Sequentia docs

2. Sequentia Overview

Sequentia is a new blockchain network with its own wallets, block explorers, and services. It is an open-source project, and every developer is free to contribute, fork the codebase, or create alternative software following the consensus/protocol RFC.
In particular, Sequentia is a Bitcoin sidechain dedicated to asset tokenization – like stablecoins and stock tokens – and Decentralized Exchange transactions, including direct atomic swaps (§5.1) and lightning swaps (§5.2) between BTC and any token issued on the Sequentia sidechain.
Sequentia is defined as a sidechain by virtue of the anchoring mechanism (§3.4) between Sequentia blocks and Bitcoin blocks. The link to Bitcoin also affects the chain’s technical architecture and the consensus system, resulting in a hybrid mechanism employing both Bitcoin Proof of Work and the stake-based governance of a Proof of Stake system.

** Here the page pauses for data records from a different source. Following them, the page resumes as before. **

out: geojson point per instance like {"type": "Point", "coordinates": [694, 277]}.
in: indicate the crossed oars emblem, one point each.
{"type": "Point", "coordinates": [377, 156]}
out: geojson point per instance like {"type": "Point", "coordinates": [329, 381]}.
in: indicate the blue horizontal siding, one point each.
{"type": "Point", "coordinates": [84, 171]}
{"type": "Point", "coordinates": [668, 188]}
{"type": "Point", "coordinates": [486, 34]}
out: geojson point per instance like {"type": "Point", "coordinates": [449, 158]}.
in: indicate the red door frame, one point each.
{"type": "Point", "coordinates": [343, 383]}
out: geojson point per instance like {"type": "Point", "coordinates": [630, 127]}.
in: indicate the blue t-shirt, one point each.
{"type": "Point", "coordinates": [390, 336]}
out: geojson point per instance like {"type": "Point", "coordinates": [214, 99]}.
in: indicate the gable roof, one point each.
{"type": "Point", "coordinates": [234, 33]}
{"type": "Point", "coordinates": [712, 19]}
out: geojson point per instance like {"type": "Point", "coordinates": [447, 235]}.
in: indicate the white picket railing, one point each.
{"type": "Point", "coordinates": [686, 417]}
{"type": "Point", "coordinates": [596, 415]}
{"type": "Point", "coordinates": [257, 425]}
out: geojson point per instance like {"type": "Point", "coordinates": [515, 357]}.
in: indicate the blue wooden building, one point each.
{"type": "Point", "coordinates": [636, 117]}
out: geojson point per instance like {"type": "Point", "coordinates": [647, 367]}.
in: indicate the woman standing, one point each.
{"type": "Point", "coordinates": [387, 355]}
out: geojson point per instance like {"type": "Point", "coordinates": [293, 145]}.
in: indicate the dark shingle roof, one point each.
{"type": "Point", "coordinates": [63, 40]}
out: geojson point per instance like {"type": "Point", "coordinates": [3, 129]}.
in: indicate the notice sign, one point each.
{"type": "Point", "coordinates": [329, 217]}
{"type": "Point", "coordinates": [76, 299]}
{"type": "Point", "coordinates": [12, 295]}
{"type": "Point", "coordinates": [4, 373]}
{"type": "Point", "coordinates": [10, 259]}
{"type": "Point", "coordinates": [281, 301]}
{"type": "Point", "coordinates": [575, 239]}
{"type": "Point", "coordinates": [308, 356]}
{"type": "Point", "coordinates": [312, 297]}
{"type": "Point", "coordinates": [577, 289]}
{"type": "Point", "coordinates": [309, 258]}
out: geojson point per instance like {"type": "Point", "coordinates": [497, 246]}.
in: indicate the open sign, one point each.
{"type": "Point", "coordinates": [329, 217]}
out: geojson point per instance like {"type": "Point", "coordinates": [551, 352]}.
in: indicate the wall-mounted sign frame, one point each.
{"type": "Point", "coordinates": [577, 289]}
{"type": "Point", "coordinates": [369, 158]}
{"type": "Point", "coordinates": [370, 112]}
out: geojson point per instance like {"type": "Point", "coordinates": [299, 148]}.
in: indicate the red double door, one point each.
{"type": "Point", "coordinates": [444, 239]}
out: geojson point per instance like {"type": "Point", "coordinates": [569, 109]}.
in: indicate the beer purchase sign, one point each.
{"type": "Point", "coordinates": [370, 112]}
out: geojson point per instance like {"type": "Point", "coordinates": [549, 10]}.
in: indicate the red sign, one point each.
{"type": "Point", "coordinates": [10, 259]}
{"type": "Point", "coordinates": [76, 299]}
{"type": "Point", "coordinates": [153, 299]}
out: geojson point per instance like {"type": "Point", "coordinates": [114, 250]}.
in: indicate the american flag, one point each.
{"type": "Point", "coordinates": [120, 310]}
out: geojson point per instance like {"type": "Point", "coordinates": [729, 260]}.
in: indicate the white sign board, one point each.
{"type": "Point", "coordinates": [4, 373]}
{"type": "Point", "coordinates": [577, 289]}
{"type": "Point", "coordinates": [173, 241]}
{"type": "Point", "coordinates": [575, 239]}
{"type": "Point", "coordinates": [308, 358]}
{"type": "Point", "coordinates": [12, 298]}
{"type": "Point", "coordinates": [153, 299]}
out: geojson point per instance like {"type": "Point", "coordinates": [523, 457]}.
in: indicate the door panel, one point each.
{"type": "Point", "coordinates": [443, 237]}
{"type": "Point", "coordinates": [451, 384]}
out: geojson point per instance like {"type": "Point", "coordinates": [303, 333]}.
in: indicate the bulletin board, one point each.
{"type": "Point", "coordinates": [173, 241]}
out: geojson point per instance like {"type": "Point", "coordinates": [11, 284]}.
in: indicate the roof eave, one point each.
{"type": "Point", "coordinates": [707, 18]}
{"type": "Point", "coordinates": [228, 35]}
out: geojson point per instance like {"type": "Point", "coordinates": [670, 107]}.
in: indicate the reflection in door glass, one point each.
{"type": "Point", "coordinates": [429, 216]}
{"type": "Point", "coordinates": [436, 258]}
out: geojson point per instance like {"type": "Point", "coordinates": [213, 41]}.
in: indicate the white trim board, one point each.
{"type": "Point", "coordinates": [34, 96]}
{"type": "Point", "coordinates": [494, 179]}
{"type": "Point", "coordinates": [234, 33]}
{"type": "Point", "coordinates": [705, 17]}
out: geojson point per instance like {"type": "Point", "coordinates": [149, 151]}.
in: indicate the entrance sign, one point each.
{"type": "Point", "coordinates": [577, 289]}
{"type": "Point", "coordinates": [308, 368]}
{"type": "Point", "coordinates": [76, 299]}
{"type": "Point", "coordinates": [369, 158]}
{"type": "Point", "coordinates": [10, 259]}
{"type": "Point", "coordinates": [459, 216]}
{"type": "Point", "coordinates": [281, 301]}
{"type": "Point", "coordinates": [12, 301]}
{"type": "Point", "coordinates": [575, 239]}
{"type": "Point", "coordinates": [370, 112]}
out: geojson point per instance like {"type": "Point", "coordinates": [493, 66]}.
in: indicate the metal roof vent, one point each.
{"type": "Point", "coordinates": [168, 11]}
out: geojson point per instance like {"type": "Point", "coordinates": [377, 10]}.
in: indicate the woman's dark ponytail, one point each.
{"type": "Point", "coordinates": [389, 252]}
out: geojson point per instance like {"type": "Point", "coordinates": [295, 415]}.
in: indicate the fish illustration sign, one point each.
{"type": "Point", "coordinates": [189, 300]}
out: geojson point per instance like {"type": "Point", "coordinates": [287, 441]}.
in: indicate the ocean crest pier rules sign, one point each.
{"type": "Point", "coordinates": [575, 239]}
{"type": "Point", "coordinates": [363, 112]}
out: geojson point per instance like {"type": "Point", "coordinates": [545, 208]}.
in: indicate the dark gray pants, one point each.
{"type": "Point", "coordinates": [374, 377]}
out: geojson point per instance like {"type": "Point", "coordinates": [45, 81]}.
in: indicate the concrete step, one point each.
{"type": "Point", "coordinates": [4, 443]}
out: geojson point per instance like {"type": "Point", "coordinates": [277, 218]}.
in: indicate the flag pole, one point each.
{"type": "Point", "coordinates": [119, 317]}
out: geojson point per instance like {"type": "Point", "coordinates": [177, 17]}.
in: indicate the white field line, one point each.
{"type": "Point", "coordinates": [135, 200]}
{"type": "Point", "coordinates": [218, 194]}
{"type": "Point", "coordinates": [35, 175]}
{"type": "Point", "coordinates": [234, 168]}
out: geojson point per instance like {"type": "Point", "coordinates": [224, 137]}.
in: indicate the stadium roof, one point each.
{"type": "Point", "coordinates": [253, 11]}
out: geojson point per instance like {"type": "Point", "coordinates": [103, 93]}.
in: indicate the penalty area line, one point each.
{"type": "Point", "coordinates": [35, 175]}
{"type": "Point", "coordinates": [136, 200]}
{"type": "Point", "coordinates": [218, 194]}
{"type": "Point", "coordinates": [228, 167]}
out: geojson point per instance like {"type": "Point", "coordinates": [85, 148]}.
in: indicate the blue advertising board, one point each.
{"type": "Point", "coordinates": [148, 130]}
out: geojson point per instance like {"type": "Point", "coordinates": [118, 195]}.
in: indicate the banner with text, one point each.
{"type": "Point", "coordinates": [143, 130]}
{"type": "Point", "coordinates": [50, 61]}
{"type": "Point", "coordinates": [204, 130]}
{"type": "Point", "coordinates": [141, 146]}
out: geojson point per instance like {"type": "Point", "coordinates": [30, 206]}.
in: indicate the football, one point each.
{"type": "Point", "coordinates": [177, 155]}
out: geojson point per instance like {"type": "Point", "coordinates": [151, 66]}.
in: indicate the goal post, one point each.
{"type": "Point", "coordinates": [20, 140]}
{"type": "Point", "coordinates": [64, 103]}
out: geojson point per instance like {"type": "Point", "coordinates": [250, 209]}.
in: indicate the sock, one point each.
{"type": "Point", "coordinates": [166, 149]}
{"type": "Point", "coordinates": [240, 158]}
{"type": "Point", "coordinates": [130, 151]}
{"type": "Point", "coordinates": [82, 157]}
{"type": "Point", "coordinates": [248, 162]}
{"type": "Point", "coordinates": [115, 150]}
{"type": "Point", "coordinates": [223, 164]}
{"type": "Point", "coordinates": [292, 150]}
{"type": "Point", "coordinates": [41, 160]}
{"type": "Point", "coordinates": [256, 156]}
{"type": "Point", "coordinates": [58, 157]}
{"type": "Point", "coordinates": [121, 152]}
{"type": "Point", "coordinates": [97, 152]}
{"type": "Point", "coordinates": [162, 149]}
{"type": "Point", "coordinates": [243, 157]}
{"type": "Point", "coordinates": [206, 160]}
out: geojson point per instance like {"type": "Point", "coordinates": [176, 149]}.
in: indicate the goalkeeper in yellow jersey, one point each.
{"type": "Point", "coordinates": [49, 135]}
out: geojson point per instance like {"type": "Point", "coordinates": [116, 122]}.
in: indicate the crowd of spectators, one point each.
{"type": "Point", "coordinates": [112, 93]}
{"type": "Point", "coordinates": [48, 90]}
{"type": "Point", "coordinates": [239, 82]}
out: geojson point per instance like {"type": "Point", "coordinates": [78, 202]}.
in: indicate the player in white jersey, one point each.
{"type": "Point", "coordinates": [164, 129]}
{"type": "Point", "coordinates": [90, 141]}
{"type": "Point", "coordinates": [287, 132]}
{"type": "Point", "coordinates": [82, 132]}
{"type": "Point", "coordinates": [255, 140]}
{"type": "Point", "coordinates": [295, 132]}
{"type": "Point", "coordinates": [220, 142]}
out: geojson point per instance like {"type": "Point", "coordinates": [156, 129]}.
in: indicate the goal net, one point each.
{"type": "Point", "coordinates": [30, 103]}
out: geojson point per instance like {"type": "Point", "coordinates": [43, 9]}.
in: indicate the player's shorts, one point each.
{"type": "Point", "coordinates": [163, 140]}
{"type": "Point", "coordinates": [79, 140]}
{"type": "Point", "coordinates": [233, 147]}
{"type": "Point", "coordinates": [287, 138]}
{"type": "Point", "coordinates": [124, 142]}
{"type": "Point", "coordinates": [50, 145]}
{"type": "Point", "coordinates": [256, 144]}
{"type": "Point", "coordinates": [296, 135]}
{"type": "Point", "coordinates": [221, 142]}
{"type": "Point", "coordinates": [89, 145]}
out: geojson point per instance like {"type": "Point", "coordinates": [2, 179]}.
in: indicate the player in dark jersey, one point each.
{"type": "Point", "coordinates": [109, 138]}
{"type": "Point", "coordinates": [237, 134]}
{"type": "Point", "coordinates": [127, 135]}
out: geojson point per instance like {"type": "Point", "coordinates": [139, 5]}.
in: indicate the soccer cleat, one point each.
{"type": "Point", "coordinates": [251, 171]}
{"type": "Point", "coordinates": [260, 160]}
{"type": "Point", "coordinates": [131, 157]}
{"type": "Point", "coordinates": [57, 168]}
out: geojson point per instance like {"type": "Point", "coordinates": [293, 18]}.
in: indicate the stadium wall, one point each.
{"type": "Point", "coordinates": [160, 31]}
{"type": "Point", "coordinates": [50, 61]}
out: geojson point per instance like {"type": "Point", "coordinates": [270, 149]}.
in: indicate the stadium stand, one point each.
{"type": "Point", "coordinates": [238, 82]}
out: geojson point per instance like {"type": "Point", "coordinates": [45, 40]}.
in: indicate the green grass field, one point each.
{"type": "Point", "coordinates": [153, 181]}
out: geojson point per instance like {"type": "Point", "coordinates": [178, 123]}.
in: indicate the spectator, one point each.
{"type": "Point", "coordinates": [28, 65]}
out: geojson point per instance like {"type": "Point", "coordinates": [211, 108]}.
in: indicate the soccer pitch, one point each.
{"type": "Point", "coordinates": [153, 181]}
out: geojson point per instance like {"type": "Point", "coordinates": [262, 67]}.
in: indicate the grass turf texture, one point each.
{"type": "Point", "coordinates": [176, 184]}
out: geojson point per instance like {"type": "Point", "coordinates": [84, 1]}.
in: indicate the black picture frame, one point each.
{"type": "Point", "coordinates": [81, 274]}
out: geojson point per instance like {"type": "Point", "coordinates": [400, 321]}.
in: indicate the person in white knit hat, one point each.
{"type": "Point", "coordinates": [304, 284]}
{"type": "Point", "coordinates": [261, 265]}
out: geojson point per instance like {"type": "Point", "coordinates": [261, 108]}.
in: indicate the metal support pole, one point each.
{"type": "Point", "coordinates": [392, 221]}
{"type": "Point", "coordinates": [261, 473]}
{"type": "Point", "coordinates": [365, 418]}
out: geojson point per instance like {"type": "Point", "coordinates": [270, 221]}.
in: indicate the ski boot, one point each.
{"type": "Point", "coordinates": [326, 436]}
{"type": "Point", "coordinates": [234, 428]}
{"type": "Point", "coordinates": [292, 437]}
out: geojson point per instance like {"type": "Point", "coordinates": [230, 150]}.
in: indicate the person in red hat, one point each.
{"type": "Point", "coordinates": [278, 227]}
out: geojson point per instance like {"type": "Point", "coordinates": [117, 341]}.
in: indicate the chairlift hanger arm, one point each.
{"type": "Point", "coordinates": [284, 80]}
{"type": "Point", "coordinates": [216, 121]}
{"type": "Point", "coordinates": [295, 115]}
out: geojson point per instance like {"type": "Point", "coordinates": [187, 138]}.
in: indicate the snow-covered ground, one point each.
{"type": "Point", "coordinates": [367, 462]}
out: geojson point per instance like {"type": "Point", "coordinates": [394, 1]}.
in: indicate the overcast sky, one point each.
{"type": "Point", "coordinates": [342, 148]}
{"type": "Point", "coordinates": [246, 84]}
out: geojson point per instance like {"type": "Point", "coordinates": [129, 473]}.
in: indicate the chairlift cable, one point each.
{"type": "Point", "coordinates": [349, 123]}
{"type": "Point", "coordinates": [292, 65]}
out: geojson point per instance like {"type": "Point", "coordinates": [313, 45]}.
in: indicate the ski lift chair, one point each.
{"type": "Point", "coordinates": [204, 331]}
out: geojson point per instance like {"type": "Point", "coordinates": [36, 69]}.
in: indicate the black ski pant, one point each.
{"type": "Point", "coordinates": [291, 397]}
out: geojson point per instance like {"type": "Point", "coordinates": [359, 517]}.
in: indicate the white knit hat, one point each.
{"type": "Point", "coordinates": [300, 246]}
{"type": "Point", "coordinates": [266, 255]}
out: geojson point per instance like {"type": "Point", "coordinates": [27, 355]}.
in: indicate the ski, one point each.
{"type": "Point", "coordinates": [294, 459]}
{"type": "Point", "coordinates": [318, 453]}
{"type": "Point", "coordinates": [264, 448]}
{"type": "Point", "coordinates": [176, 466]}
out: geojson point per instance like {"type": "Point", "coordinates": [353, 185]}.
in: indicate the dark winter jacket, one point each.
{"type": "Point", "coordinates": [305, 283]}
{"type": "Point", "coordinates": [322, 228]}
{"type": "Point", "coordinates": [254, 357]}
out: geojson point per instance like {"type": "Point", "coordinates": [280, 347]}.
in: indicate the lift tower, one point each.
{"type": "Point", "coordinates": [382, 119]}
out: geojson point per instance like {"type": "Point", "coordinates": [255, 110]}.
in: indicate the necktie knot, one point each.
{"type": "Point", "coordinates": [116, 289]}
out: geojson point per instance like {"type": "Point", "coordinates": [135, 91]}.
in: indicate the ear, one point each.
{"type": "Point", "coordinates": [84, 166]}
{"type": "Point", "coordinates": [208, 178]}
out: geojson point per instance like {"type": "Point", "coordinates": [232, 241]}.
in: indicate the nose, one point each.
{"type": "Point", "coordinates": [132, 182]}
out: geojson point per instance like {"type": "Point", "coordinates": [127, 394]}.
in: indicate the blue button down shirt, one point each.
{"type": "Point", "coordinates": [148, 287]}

Sequentia blocks are created by users who have enough stake in the chain in terms of Sequence (SEQ) tokens, but unlike most PoS networks, there is not a specific token to pay for transaction fees over Sequentia; any token can be accepted by block creators, in a free market of transaction fees (§3.2). This lack of a native fee token reduces friction in the user experience and improves scalability.
Any developer is free to create a different wallet and node. However, some specifications are recommended for those developers building on Sequentia and willing to stick to the fundamental principles illustrated in this White Paper.
Ideally, a Sequentia wallet should have multi-token support and the following basic multi-token functionalities:
  • Store, send, and receive Bitcoin as any other traditional Bitcoin wallet
  • Store, send, and receive tokens issued or pegged on the chain, known as RAS tokens (where RAS stands for Regular Assets on Sequentia §4.2), including Sequence (SEQ) tokens, the governance utility token of the Sequentia blockchain.
  • Allow users to manually set on-chain fees, choosing the specific token to pay fees with and the amount. The possibility to query a service for the calculation of fees is recommended.
  • Allow replace-by-fee and child-pays-for-parent functionalities; this is particularly necessary because acceptance of transactions by the block creator is optional, depending on the token chosen by the user sending the transaction.
  • Process the Access-Control-List rules (see §4.5), which are introduced for security/stock tokens or other tokens that require particular policies.
  • Process Bitcoin script smart contracts.
In addition, it is preferable that the wallet also allows users to:
  • Batch transactions (see §4.4) with peers before broadcasting to the network to pay lower fees, alleviate the burden on the blockchain and accelerate transactions.
  • Use the Lightning Network for transactions (BTC and RASs).
  • Peer-to-peer exchange BTC and RASs using an atomic swap DEX (see §5.1) and lightning swap DEX (see §5.2).
Ideally, a Sequentia full node offers all the wallet functionalities listed before, plus the following:
  • Stake SEQ tokens to become a “participant” in the network.
  • As a “participant”, propose or countersign blocks and earn transaction fees.
  • Create a RAS token by executing a Sequentia on-chain transaction.
  • Make updates to RAS token policies (such as ACL, see §4.5).
  • Create custom smart contracts and programmable accounts (see §4.6) to manage financial operations.
  • Connect to services to query for DEX data (such as the DHT order book, see §5.4). Standard wallet API may be provided so that oracles can be programmed to help build smart contracts on Sequentia using third-party information.
A Sequentia full node retrieves information regarding the Bitcoin blockchain from the Bitcoin network, ideally a self-hosted Bitcoin Core full node.
Also, Sequentia full nodes may eventually implement utreexo (2), which compacts the size of the UTXO set down to 1 KB. As such, pruned nodes will never take up more than around 1.5 GB of space (about three days of blockchain at maximum throughput), even in the long run.